Mademoiselle Rinderbacher (prononcez comme vous voudrez), elle n’a pas d’autorité. Elle a beau nous crier dessus à longueur de journée, tout ce qu’elle y gagne, c’est une extinction de voix le vendredi après-midi. Elle ne nous fait même pas peur. Alors les copains, ils en profitent, bon, d’accord, peut-être un peu trop. Mais pas moi, j’aime le calme, je ne dis jamais rien, je ne fais pas de bruit, je suis toujours sage (« comme une image » disait Mamie).

Quand on l’agace un peu trop, elle nous lâche un « bonté divine ! » C’est son mot.
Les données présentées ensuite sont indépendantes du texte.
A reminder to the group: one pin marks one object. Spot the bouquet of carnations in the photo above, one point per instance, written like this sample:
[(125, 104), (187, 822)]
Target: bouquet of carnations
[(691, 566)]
Et ce lundi, les camarades (mais pas moi), ils étaient infernals. Euh… non, pardon, infernaux. Et dès qu’elle nous tourne le dos pour écrire au tableau noir (il est vert, mais on dit noir par habitude), c’est la foire. Tout le monde parle en même temps, les gommes volent à travers la classe qui s’est transformée en aéroport, les avions de papier décollent et atterrissent ; on se croirait à Orly. Et justement, l’un de ces éphémères aéroplanes est venu se planter en plein dans le chignon de mademoiselle Rinderbacher qui se retourne, pas contente du tout qu’elle était.

« Ça suffit, maintenant ! Bonté divine ! »

Et elle frappe son bureau d’un retentissant coup de règle, proportionné à sa colère. Houlà ! Comme je n’aurais pas aimé me la prendre sur les doigts, cette règle !

« Qui a fait ça ?

– C’est Lambert, m’zelle.

– C’est même pas vrai !

– Parfait ! Je donne une minute au coupable pour se dénoncer, après quoi les sanctions pourraient pleuvoir. »

Minute de silence ; on se serait cru au monument aux morts, le onze novembre.

« Bien ! Puisque personne n’est capable d’assumer sa responsabilité, vous me ferez cent lignes pour demain : “Je ne dois pas chahuter quand la maîtresse écrit au tableau”.

– Moi aussi ?

– Tout le monde.

– Celle-là, c’est la meilleure !

– Et on se tait. »

J’avais envie de pleurer. C’est tout de même un peu fort ! À quoi ça me sert, je vous le demande, de ramener tous les mois un dix de conduite sur mon livret scolaire ? Si je me conduis mal, je suis puni, si je me conduis bien, je suis puni aussi. Alors, puisque c’est comme ça, à partir de maintenant, je ferai l’imbécile dans la classe comme les autres, au moins, je serai puni pour quelque chose.

Et je rentre à la maison tout fulminant.

« Qu’est-ce qui ne va pas, mon chéri ?

– Eh bien ! Elle m’a donné cent lignes alors que je n’ai rien fait. Voilà ce qui ne va pas. C’est pas juste !

– En effet, c’est injuste. »

Maman resta un moment silencieuse, comme pour se donner le temps de réfléchir, puis elle ajouta.

« Tu sais, il y a beaucoup d’injustices dans la vie, et des injustices bien plus graves que celle-ci. Jésus, lui non plus, n’avait rien fait. C’est le seul qui n’a fait aucun mal, c’est le seul qui ait été obéissant jusqu’au bout, c’est pourtant le seul qui ait été puni. “Le châtiment qui nous donne la paix est tombé sur lui.” Et lui, il n’a pas eu cent lignes à copier, on l’a cloué sur une croix. Alors, quand tu te sens victime d’une injustice, pense à lui, ce n’est pas pour rien qu’il est aussi appelé “Soleil de justice” »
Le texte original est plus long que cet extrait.